The progressive agenda nationally is a carbon copy of what California has done, and the Biden Administration’s agenda is not much different from it. The only thing distinguishing the Biden approach from the progressive approach is its smaller size and the inclusion of nuclear and carbon capture and storage demonstration projects. 

But with the deal with the Biden administration, Republicans too show they have no in the way of a substantive alternative proposal to the Democratic agenda. They went along with $73 billion in additional spending for transmission for solar and wind projects that voters across the U.S., including in the battleground states of the midwest, are organizing against. And Republicans have done nothing of significance in terms of proposing a national build-out of nuclear plants.

Go Nuclear Now

The opportunity now for moderate Democrats and Republicans is to go big on nuclear. The U.S. is at this moment letting China deliver Saudi Arabia’s uranium enrichment and nuclear power program, something neither Democrats nor Republicans believe is good for American security. The only way for the U.S. to guarantee its national security, protect its allies, and protect liberal democracy around the world, is through an organized and well-resourced nuclear power plant construction program. 

No nation will buy nuclear plants from the U.S. if we aren’t building them at home. And no nation will buy nuclear plants from the U.S. if we continue to deny nations their right under international law to enrich uranium and reprocess used fuel. As Saudi Arabia shows, if the U.S. won’t do this, then China will.

A pro-nuclear climate agenda, whether proposed by Democrats or Republicans, would be the muscular, pro-American alternative to made-in-China, and financed-by-BlackRock climate agenda of progressive Democrats. They will either be forced to oppose it or be exposed for favoring China-made solar panels over American nuclear workers. Policymakers squeamish about using public financing can instead create legislation that would attract financing from private funds including giant pension funds like CalPERS, as the British government may do, to build new nuclear plants.

But both parties are moving rapidly away from the neoliberal, bankers-first, globalization model that has dominated Left and Right for over 30 years.

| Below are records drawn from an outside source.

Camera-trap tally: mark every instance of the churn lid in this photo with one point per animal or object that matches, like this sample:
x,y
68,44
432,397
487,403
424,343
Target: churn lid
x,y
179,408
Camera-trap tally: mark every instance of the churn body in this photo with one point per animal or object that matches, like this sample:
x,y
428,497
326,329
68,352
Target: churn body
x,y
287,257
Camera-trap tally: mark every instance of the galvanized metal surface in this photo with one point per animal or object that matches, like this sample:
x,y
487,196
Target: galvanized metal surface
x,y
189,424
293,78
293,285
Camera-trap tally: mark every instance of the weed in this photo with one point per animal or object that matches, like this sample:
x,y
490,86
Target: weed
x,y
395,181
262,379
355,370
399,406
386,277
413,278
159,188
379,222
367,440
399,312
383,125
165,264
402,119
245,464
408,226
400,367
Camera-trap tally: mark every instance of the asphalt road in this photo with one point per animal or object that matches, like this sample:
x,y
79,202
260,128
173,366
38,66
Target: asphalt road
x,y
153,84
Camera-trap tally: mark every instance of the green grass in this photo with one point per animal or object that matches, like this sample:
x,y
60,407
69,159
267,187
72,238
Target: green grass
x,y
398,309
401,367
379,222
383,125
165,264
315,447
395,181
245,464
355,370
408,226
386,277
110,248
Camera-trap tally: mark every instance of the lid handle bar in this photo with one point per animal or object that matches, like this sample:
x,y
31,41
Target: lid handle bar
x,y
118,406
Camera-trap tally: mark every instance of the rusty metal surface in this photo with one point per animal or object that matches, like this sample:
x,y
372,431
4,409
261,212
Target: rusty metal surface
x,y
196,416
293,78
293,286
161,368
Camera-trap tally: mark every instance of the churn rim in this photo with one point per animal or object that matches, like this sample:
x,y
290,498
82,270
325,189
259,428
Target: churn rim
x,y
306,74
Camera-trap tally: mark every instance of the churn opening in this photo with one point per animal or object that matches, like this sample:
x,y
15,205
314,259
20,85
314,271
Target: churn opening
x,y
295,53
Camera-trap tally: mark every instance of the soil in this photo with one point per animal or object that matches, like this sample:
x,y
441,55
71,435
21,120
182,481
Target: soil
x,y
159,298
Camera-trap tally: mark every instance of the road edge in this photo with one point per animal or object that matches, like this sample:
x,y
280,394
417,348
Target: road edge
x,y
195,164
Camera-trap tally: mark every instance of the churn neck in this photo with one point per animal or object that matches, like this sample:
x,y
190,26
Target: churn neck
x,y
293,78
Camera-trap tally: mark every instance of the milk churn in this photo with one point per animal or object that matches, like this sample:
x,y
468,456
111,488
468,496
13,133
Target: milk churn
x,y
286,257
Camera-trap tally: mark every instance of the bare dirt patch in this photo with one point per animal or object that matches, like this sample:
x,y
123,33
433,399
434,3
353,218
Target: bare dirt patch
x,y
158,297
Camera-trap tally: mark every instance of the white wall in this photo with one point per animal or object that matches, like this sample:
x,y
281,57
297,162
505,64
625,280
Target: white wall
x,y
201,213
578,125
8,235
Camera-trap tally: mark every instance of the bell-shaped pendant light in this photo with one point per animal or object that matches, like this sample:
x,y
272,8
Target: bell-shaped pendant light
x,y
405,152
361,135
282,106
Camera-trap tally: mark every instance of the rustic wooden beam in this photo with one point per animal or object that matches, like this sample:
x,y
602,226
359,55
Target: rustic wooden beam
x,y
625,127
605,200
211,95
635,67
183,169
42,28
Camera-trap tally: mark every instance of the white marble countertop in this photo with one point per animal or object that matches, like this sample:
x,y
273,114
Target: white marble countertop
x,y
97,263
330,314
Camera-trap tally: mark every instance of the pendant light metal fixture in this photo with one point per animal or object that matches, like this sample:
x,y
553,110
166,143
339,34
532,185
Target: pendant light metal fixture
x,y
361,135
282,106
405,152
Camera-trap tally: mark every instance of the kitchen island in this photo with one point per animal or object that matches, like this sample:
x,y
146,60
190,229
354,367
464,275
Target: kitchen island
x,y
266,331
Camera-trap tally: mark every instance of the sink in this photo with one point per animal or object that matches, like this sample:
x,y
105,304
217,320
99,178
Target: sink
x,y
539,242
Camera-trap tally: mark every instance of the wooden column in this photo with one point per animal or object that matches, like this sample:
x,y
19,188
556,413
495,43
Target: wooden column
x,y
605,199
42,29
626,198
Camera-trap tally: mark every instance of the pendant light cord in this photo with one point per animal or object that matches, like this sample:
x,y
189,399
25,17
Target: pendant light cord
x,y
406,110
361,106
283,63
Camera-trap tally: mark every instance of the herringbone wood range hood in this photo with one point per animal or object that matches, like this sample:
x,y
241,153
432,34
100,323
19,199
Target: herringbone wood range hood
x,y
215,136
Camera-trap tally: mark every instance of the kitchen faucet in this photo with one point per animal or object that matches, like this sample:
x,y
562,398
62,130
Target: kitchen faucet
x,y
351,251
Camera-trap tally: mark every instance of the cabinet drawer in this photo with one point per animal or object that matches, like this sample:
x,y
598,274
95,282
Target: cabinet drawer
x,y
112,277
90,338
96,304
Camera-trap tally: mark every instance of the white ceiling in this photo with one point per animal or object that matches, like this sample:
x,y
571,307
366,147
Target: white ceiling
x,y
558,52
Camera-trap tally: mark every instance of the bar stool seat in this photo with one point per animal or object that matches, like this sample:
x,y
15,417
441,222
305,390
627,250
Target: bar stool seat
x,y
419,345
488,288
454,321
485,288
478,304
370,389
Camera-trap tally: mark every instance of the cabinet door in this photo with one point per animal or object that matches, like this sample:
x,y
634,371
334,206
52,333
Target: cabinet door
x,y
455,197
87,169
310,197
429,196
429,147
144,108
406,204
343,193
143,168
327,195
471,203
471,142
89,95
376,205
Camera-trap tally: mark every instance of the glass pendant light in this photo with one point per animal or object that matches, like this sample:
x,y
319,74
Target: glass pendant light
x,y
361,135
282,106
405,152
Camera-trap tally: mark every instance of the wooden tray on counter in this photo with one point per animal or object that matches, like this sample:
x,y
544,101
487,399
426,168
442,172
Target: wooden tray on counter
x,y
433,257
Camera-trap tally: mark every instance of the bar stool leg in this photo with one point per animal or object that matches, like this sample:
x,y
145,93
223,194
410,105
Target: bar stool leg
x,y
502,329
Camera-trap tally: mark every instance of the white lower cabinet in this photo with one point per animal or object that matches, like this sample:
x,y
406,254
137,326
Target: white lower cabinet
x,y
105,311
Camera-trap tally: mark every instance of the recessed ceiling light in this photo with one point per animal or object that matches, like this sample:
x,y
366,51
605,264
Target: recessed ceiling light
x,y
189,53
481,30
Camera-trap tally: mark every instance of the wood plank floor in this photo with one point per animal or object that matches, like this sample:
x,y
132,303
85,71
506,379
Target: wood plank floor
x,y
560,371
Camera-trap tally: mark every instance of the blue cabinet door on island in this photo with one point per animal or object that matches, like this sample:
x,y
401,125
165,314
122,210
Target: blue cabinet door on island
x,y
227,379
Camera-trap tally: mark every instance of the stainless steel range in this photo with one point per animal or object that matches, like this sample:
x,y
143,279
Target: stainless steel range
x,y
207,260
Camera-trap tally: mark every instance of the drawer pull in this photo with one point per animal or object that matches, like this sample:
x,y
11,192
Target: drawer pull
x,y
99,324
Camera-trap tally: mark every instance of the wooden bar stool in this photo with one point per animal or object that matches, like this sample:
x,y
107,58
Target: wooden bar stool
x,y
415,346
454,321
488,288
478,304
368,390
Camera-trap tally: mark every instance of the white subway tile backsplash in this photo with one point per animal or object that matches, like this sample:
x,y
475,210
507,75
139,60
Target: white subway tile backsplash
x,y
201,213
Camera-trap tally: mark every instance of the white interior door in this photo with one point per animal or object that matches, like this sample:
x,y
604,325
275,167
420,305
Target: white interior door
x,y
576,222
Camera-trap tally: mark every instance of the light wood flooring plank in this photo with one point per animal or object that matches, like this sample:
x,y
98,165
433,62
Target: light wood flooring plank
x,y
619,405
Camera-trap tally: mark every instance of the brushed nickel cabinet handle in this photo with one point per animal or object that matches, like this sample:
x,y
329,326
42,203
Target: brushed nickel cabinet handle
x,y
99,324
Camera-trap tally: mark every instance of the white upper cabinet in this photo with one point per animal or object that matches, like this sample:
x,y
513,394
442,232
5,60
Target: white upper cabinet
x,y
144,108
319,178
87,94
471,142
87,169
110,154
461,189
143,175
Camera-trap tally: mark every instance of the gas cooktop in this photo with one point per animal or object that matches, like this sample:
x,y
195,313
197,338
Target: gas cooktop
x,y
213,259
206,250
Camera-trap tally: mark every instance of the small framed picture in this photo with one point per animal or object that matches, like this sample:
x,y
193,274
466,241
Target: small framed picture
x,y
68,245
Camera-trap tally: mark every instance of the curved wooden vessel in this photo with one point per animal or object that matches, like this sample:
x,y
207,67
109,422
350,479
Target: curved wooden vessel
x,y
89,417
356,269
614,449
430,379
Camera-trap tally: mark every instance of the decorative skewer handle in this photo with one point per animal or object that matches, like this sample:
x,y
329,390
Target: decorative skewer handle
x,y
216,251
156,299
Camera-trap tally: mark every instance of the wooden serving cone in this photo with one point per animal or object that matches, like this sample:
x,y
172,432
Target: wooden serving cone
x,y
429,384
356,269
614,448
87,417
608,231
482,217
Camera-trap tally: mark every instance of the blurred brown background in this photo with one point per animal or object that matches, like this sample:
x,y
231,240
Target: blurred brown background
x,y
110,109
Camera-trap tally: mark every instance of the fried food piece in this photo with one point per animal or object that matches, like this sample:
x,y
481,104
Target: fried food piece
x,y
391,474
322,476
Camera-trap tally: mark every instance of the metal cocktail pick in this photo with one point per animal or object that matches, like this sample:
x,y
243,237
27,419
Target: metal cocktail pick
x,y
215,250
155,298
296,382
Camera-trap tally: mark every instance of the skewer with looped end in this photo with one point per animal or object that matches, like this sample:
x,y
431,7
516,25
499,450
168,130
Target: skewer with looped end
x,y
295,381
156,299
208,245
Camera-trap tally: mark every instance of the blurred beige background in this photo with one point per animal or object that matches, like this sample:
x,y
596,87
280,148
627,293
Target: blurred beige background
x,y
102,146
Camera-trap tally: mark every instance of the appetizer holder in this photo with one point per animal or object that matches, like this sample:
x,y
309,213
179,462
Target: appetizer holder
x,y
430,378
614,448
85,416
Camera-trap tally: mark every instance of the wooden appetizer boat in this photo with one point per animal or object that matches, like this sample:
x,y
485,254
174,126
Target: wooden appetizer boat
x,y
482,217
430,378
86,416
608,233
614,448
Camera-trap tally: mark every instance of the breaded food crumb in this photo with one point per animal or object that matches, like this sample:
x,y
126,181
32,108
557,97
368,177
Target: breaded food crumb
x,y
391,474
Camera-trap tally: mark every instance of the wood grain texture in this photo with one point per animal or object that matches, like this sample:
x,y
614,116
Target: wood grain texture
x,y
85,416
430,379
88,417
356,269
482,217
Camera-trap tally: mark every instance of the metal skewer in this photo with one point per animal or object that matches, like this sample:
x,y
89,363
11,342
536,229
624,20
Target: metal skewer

Growing America’s nuclear capacity from 20 to 50 percent of America’s electricity, and building nuclear plants abroad, is precisely the agenda that can appeal to rock-ribbed Republican voters, moderate voters seeking direction, and progressive Millennials and Zoomers who don’t have the psychological hang-ups of their Baby Boomer and Gen X parents.

The fracking revolution resulted from the all-American marriage of the oil and gas industry, the Department of Energy, Congress, and multiple presidents, from Nixon to Clinton, as I documented a decade ago. The fracking revolution resulted from a decades-long bipartisan consensus. As such, building a bipartisan consensus should be the highest priority of anybody who cares both about climate change and about our most important energy technology.

If such a consensus takes hold, and policymakers pursue a nuclear expansion, we might in 2050 look back on 2020 as the beginning of the end of progressive Democratic hegemony on climate change. Today, few realize that the problems facing renewables are fundamental, not temporary. But over the next few months and years, a growing number of people will come to understand that the reason that Biden’s climate agenda failed wasn’t because it wasn’t ambitious enough. The real reason it failed is because it was anti-nuclear.